Campbell also pressed for Border Junkies’ inclusion in the Inter-America series, where the book now sits alongside other contributions to the growing academic subdiscipline of border studies, which since its inception in the 1980s has always welcomed first-person accounts of borderland identity.
As an account of the ways homelessness, poverty, and addiction fuel the use of narcotics and societal decay in the Mexican urban landscape, Border Junkies is a complement to other series titles, like El Narcotraficante: Narcocorridos and the Construction of a Cultural Persona on the U.S.-Mexican Border (2004) by Mark Cameron Edberg, about the rise of the narcotrafficker as larger-than-life “social bandit” and cultural icon. Other books in the series address the spate of brutal murders of women in Ciudad Juárez, sex workers in Tijuana, and changing enforcement of immigration laws along the Texas-Mexico border.
Border Junkies also complements Campbell’s own, 2009, Texas-press book (not in the Inter-America series), the highly regarded Drug War Zone: Frontline Dispatches From the Streets of El Paso and Juárez.

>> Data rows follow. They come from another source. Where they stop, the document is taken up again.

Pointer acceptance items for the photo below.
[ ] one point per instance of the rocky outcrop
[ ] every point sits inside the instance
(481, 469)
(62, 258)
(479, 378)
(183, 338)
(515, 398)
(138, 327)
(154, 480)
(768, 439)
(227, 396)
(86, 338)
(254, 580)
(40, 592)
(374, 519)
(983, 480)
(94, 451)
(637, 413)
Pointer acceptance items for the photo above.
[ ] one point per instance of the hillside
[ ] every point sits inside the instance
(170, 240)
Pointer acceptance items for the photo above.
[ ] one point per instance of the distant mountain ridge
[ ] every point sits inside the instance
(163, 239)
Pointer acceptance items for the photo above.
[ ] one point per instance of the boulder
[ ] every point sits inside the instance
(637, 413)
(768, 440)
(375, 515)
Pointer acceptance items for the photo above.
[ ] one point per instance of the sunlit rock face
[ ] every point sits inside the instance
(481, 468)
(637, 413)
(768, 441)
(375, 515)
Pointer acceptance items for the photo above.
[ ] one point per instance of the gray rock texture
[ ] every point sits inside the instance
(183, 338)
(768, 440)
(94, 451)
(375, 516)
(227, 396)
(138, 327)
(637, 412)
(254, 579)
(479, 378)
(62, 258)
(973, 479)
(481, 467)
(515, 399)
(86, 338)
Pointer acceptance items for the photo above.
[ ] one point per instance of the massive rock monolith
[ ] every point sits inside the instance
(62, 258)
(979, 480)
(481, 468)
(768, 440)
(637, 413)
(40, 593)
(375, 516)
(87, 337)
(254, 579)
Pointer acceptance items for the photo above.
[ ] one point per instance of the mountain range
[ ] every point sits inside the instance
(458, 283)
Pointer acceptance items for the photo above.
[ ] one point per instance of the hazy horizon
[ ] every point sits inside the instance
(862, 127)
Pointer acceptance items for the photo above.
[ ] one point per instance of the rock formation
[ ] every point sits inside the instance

Based on Campbell’s 20 years of treading the same streets as Comar, it includes oral histories of drug traffickers and law-enforcement officers to cast light on what makes that spot on the border the drug cartels’ prime conduit of cocaine, marijuana, and methamphetamines for U.S. consumption.
Comar says his hope was to explain some of the dynamics of that trafficking, but also to advance understanding of the obsessive nature of addiction and consumption and to promote recovery programs and keep them alive “at all costs.”
Expanding his journal into a book certainly helped him to survive, he says by phone. “Being in recovery and looking at the whole story was therapeutic,” he says. “I always thought, ‘Wow, if I could write a book about this, it would be a pretty good story.’”
He was able to write Border Junkies, he says, because “I had an awakening where I realized I’ve got one more shot at life. I benefited from the work ethic I learned as a truck driver in the moving business. I’ve been able to take that and apply it to my schoolwork. It hasn’t failed me yet.”